Paraguay, the biggest state among Taiwan’s diplomatic allies, may be the next domino to fall. With a presidential election just around the corner, current President Mario Abdo Benítez openly called on Taiwan to invest $1 billion in his country last year to maintain the relationship. The opposition party candidate, Efrain Alegre, openly vowed to accept Beijing’s offer to establish ties if he is elected as president.

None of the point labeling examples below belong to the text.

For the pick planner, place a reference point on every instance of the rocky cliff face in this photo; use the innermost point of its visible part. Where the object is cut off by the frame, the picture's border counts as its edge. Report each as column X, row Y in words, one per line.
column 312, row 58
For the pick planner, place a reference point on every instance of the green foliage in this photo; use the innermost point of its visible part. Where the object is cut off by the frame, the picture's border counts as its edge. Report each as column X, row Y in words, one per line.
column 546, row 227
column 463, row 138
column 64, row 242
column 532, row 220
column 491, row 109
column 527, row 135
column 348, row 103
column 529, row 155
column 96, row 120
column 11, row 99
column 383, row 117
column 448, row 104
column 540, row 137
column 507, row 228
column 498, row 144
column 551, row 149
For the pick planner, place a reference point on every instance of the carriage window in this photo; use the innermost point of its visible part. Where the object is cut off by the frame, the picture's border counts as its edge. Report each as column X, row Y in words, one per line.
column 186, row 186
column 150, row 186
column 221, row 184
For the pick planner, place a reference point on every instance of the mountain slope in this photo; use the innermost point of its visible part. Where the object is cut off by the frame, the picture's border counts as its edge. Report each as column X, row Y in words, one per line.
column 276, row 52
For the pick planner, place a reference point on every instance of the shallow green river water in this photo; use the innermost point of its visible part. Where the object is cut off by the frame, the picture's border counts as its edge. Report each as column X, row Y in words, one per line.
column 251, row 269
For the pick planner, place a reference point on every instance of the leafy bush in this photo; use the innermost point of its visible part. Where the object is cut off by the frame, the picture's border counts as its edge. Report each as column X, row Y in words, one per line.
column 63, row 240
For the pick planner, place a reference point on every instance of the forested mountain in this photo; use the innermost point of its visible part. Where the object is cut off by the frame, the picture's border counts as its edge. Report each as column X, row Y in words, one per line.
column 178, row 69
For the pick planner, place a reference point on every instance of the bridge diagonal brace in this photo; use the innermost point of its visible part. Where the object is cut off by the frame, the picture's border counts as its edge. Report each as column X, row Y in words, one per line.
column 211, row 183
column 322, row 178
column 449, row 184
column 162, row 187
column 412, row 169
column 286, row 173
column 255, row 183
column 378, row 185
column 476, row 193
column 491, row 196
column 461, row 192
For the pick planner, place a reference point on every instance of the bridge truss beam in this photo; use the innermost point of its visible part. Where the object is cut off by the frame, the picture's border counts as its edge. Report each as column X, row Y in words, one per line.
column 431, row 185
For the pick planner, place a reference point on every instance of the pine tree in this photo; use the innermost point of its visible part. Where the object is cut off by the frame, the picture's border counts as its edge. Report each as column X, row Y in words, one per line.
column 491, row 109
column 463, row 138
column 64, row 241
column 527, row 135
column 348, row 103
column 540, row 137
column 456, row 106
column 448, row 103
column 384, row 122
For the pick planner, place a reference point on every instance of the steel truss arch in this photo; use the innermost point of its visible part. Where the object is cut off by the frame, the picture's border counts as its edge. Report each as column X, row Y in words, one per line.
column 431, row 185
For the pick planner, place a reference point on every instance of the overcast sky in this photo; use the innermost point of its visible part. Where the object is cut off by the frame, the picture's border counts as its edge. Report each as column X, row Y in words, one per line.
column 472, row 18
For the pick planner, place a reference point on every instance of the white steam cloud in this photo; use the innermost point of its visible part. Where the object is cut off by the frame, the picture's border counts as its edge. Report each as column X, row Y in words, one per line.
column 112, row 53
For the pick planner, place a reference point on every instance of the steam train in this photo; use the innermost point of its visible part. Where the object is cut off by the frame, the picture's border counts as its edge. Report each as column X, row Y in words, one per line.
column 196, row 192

It is noteworthy that the Brazilian president who agreed to shelter Castro back in 2009 is also the incumbent president, Lula. Although Lula has postponed his visit to China due to pneumonia, it is believed that one of the goals of the trip is for the two sides to negotiate a free trade agreement between China and Mercosur, the common market composed of four states in South America: Brazil, Argentina, Uruguay, and Paraguay. As Paraguay has yet to establish formal ties with Beijing, the other three members are highly likely to persuade Paraguay to abandon Taiwan, citing Honduras’ example, in order to pave the way for a China-Mercosur deal.

It remains to be seen if Paraguay would switch direction after the presidential election on April 30. But as long as cross-strait relations remain rocky, Honduras will not be the last country to say goodbye to Taiwan. Taiwan, along with its remaining 13 diplomatic allies, is already caught into the greater power rivalry between China and the United States.